For years, folks have asked us to make a stereo version of the J48. But each time they asked, we - in return - asked why do you need it? It seemed to us that for the most part, stereo sources such as keyboards or computer laptops are active, and a passive direct box like the Radial Duplex is perfectly suited for these. But as we delved further into the subject, we discovered that there are several good reasons for a high performance active stereo direct box. These concepts came from in-depth discussion with the stage technicians that manage the equipment for Yes, Fleetwood Mac and The Doobie Brothers who spend their days trouble-shooting.

We discovered that in certain circumstances, passive direct boxes do not deliver enough gain for some of the older vintage synthesizers or electric pianos. Pressure also came from multi-instrumentalists that need several active channels in as small of a package as possible. Techs often found themselves taping two or more J48s together in order to keep 'stereo signal paths' organized. With the cost of airline baggage skyrocketing, delivering a compact stereo solution has tremendous appeal. So we finally succumbed to the pressure and launched the J48 Stereo.

The Feature Set

Establishing the feature set was easy. We already had the circuit from the J48. It was really a matter of trying to pack everything into the same size enclosure. With two inputs, two thru-puts were required. We then incorporated the same high-pass filter as the J48 which both reduces low frequency rumble and feedback, while also cleaning up the mud by eliminating sub-sonics from the mix. This is particularly important with acoustic instruments as they are often turned down due to the problems they can introduce if not kept in check.

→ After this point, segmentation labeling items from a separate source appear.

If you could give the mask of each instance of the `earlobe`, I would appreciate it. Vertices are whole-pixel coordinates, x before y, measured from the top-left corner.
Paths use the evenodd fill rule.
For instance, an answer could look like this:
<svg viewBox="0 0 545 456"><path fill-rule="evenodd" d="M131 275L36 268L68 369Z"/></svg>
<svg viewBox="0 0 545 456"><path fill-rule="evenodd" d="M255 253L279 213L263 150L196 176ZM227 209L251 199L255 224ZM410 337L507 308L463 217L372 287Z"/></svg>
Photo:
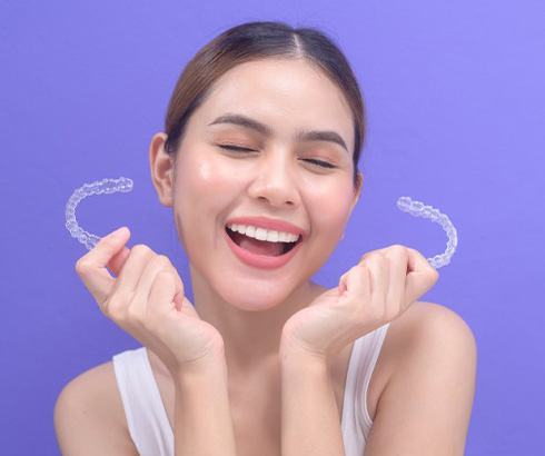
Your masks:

Staying on the subject of feedback, we also felt compelled to add a 180º polarity reverse switch on one channel. In the early days, a 'phase reverse' was primarily used to compensate for pre-AES standard gear where pins 2 and 3 would be inconsistent. Reversing these pins brought old gear into phase with newer gear – assuring proper phase coherence throughout. However, in recent years, engineers have come to appreciate the benefit of reversing the phase of a signal when fighting feedback on stage. When two signals combine – say from a wedge monitor and the PA system – these can cause frequency bumps which can accentuate feedback depending on where the artist is standing on stage. Reversing the polarity can actually move the feedback problem out of the way, without having to revert to dramatic EQ'ing in order to carve out problem frequencies.

Reversing the polarity on one side of a stereo source can also lead to interesting effects such as a wider stereo field. This trick is often used when combining a mic with a direct source.

Power Management

We then added a prerequisite ground lift switch. A ground lift switch is used to disconnect the audio ground between the send and receive pieces of equipment. This helps eliminate buzz and hum caused by so-called ground loops that are created when the electrical ground and audio ground are at odds. With a passive direct box, lifting the ground is easy: you merely lift pin-1 at the XLR. But with an active direct box, when you lift pin-1, you also disconnect the 48V phantom power.

As a workaround, most direct box manufacturers employ a 9V battery as a substitute for the 48 volts. Although this does work, it introduces a host of other concerns. First, when the battery power runs low, distortion increases ten-fold. Second, if the battery goes dead half-way through a performance, the artist looks like an idiot on stage and the stage tech is now looking for a new job. One should also consider the environmental side of using batteries and throwing them out. Not really a great option.

The J48 Stereo employs the same powering system as the original J48. This features an internal switching supply that converts the 48 volt phantom DC current to AC and back, passing the supply current through a transformer, which essentially isolates the input from the output. This eliminates a direct power connection and enables us to lift the ground inside the power supply using a clever circuit– effectively disconnecting the audio ground. You get the benefit of an active circuit without the hum, buzz or dead battery!

Today, the Radial J48 holds the position of the most specified direct box in professional touring. There is no doubt that the J48 Stereo will be a welcome addition in years to come.